DEBT BREWING: AB InBev agreed to buy SABMiller in October for about $110bn. Picture: REUTERS
AB InBev agreed to buy SABMiller in October for about $110bn. Picture: REUTERS

ANHEUSER-Busch InBev, the world’s biggest brewer, has offered to sell all of acquisition target SABMiller’s central and eastern European assets.

The brewer on Friday announced the updated package of remedies intended to "proactively address potential regulatory considerations" that could hamper its more than R15bn takeover of its nearest rival.

The latest proposal — which affects its operations in Czech Republic, Hungary, Poland, Romania and Slovakia — is in addition to the sale of Peroni, Grolsch and Meantime and their related businesses, the company’s statement said.

AB InBev last week agreed to sell those three brands to Japan’s Asahi for €2.55bn.

In China, SABMiller is selling its 49% stake in CR Snow to joint-venture partner China Resources Beer.

The deal faces hurdles other than antitrust issues — empowerment concerns in SA need to be addressed too.

The Food and Allied Workers’ Union (Fawu) is unhappy about the way the Zenzele Employee Trust empowerment vehicle is being treated in the deal.

AB InBev shares were trading 2.89% weaker at R1,780 in midmorning trade on the JSE.

Analysts questioned the wisdom of the latest move.

“It seems slightly strange.

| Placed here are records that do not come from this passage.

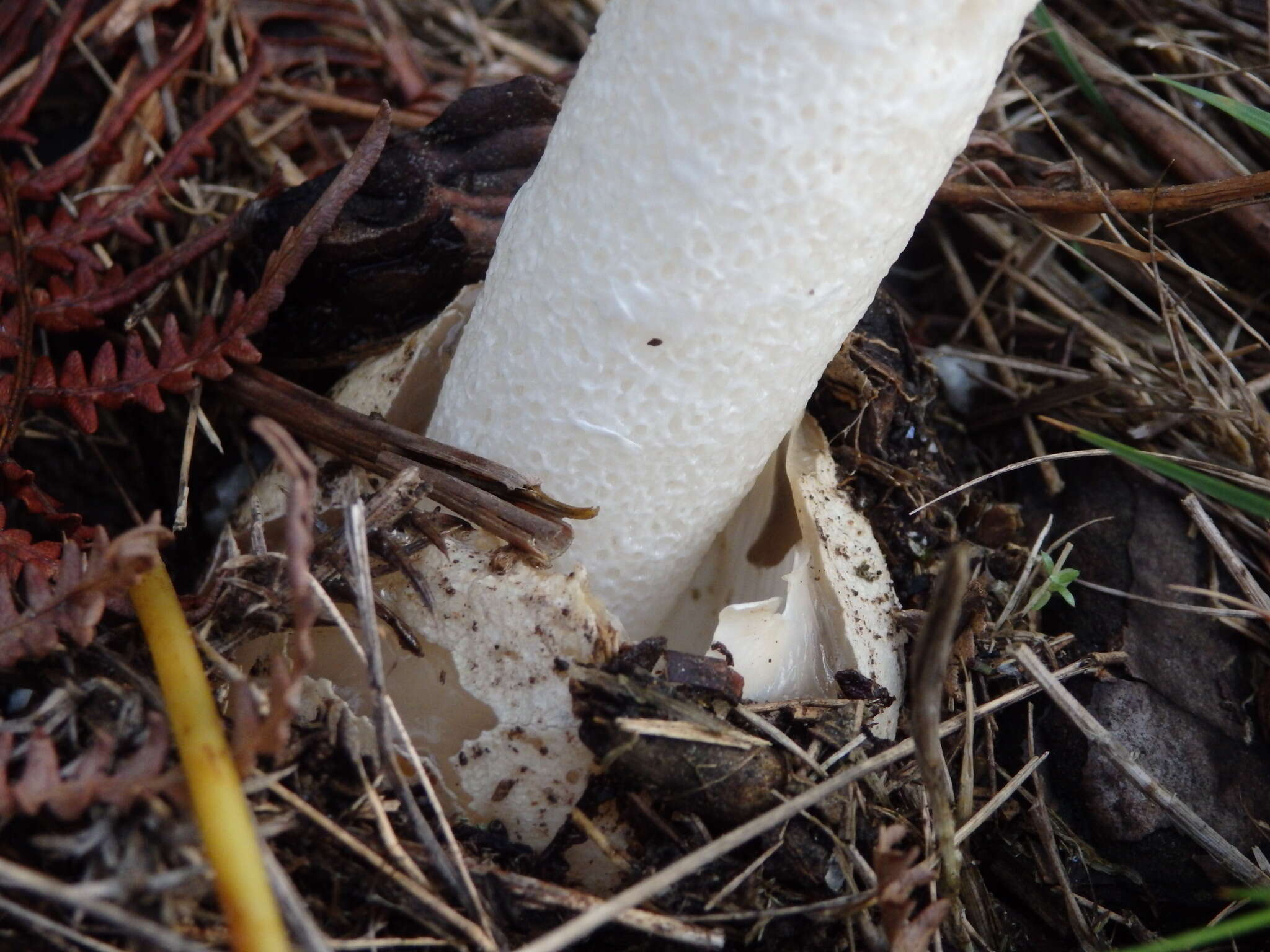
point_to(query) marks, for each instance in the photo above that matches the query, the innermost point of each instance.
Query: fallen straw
(220, 808)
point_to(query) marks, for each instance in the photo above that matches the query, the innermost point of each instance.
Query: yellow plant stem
(220, 806)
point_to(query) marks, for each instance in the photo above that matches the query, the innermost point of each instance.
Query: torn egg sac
(796, 588)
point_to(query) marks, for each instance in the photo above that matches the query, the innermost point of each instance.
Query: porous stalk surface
(722, 195)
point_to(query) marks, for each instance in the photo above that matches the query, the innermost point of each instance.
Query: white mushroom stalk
(726, 188)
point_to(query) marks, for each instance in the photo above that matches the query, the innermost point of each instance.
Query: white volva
(726, 187)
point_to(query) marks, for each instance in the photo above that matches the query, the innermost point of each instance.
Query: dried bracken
(897, 881)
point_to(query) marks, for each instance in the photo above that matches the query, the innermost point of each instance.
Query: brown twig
(548, 895)
(930, 666)
(1198, 197)
(486, 493)
(647, 889)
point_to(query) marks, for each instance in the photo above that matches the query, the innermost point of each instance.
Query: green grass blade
(1209, 935)
(1075, 70)
(1245, 499)
(1250, 116)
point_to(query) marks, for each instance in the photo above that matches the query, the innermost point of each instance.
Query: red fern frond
(65, 240)
(17, 19)
(42, 184)
(180, 361)
(141, 379)
(14, 116)
(19, 483)
(73, 606)
(17, 550)
(87, 781)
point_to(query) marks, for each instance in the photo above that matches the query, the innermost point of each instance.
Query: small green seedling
(1055, 583)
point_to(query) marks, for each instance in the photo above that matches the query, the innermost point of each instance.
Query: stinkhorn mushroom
(723, 192)
(722, 195)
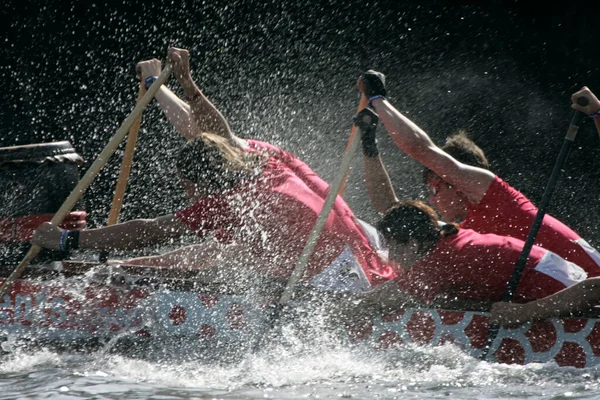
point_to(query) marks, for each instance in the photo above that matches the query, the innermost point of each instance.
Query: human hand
(509, 313)
(180, 60)
(148, 68)
(593, 104)
(47, 235)
(367, 121)
(372, 83)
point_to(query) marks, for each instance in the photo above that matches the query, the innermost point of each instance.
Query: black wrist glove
(374, 83)
(366, 120)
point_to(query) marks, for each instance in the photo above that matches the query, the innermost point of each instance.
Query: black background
(285, 72)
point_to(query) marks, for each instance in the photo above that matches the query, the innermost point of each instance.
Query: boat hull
(68, 310)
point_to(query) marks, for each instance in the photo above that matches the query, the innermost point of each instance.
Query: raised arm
(377, 180)
(130, 235)
(204, 113)
(471, 181)
(592, 109)
(177, 111)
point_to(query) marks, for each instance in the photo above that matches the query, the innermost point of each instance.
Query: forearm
(178, 112)
(379, 186)
(204, 114)
(405, 133)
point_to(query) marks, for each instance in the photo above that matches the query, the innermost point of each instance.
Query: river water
(290, 368)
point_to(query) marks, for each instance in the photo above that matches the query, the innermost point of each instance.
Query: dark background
(285, 72)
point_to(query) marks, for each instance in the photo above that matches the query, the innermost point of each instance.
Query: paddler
(243, 196)
(460, 186)
(445, 262)
(575, 299)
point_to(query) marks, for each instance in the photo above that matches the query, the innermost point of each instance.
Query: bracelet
(195, 97)
(594, 115)
(62, 243)
(372, 99)
(72, 242)
(149, 81)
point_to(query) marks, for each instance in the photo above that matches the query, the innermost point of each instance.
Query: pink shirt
(274, 216)
(470, 265)
(507, 212)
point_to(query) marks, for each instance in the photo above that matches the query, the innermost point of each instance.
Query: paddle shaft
(121, 186)
(302, 262)
(364, 102)
(535, 226)
(91, 174)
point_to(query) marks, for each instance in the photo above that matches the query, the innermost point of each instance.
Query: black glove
(374, 83)
(366, 120)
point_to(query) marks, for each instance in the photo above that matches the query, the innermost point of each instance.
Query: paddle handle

There is no antitrust overlap that I can see. AB InBev has no presence to speak of in these countries,” said Andrew Holland, beverage analyst at Societe Generale. “Perhaps the EU is looking at the pan-European market share.”

If the European Commission chose to open an in-depth investigation into the SABMiller takeover, it would not receive clearance for up to 90 working days, a delay AB InBev may be keen to avoid.

Initial valuations for SAB’s eastern European breweries varied widely, between $4bn and $7bn, based on multiples of earnings or price per volume.